Uncategorized

A VMware Perspective on IT as a Service, Part 2: An In-house Example of IT Transformation

By: Paul Chapman, VMware Vice President Global Infrastructure and Cloud Operations

In this series of posts, I’m offering a VMware Corporate IT perspective on the journey to IT as a Service (ITaaS), looking at how we adopted the movement ourselves, sharing some of the many benefits that ITaaS is bringing us, and offering some insights on how – if you’re considering taking the plunge – you might successfully make the transition yourself.

Last time, I outlined the context for the movement to IT as a Service – one that suggests we’re now at a point where IT can no longer hide behind the complexity of IT environments, and where IT organizations need to deliver on new consumer expectations of service delivery if they are to have the agility and efficiency to deliver at the speed of business.

Today, I’m going to share the story of one of the functional IT groups at VMware – our Applications Operations group – that has transformed by shifting to a focus on agility and automation, with game changing results.

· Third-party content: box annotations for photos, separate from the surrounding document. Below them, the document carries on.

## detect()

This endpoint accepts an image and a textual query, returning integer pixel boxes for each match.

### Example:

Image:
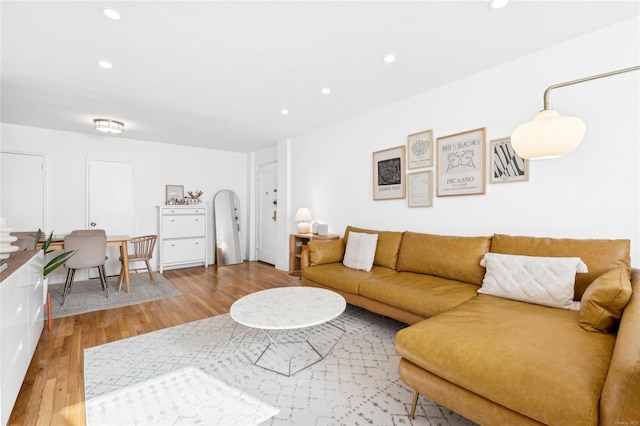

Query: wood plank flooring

[8,262,289,425]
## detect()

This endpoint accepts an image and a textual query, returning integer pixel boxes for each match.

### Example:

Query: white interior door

[0,152,47,232]
[86,160,135,275]
[256,162,278,265]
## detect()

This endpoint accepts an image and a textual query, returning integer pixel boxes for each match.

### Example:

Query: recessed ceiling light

[102,9,121,21]
[489,0,509,10]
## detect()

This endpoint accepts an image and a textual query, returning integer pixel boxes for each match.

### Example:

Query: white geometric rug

[84,305,473,426]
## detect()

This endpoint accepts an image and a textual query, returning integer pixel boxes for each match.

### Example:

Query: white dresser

[158,205,208,273]
[0,250,44,425]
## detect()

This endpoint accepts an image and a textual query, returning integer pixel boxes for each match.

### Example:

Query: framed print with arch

[373,146,406,200]
[407,129,433,169]
[407,170,433,207]
[489,138,529,183]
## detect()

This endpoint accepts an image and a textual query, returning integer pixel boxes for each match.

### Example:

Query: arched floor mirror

[213,189,244,266]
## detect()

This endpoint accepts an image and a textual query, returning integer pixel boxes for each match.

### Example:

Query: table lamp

[293,207,313,234]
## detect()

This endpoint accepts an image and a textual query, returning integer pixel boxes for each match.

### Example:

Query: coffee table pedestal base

[229,320,345,376]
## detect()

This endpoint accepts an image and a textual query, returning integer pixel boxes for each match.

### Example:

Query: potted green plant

[35,229,75,278]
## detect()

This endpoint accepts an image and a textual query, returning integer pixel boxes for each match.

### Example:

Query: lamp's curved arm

[544,66,640,110]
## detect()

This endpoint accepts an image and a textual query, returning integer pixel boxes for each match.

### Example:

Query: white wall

[289,18,640,267]
[0,123,249,272]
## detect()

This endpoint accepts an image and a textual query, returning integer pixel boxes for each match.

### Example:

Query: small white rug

[84,305,473,426]
[49,272,182,318]
[86,367,278,426]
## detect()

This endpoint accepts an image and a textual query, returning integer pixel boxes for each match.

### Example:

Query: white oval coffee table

[230,287,347,376]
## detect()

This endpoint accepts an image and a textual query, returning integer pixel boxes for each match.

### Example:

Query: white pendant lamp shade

[93,118,124,133]
[511,109,585,160]
[293,207,313,234]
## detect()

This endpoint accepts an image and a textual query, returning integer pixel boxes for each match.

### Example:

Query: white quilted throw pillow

[342,231,378,272]
[478,253,587,311]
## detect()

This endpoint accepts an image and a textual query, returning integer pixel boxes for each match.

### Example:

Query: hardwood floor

[8,262,288,425]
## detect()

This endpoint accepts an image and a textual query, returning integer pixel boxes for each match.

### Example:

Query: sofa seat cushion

[302,262,397,294]
[396,294,615,425]
[359,272,478,318]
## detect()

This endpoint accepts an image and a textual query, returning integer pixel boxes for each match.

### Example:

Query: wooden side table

[289,233,340,271]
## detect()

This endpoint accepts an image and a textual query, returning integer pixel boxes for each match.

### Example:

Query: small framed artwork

[167,185,184,204]
[373,146,406,200]
[436,127,486,197]
[407,170,433,207]
[489,138,529,183]
[407,129,433,169]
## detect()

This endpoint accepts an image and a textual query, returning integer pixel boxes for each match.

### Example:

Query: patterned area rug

[84,305,473,426]
[49,272,182,318]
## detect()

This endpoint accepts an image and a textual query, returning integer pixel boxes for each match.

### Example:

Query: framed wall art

[166,185,184,204]
[436,127,486,197]
[407,170,433,207]
[489,138,529,183]
[373,146,406,200]
[407,130,433,169]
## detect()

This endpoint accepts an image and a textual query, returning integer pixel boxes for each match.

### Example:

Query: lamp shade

[511,109,585,159]
[293,207,313,234]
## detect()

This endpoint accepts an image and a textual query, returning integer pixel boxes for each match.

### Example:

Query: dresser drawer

If you’re curious to learn more, check out the full case study, or a short summary video here.

A Problem with Process

Here’s what happened: The Cloud Operations group within VMware corporate IT oversees the support of a portfolio of ~200+ business applications. The application operations team (AppOps) provisions and manages very complex SDLC development and test environments for a team of ~600+ global developers and quality assurance engineers who work on the VMware program portfolio.

By the middle of 2012, the AppOps team realized that it faced a serious issue with provisioning these environments.

As things stood, their processes were:

  • Slow – Manually provisioning a dev/test SDLC instance for a full enterprise applications ecosystem was taking in the range of 4-6 weeks per instance,
  • Disruptive – Hundreds of developers had to wait for a reliable new instance for extended periods of time, multiple times during the lifecycle,
  • Risk – Cascading delays created risk, keeping other portfolio projects from being able to start and/or complete on time, potentially costing millions of dollars in delays,
  • Inconsistent – Quality and lead times were unpredictable, varying with schedule complexity, different outcomes from manually repeated processes, and the capacity and availability of team members distributed around the globe.

The knock-on impact of a delay was very costly. Every time a new environment experienced delays, developers were idle and millions of dollars were at stake. This made portfolio planning inordinately difficult. We could have shrunk the portfolio and slowed the delivery of business critical programs in response, but that was unacceptable given our overall corporate growth objectives.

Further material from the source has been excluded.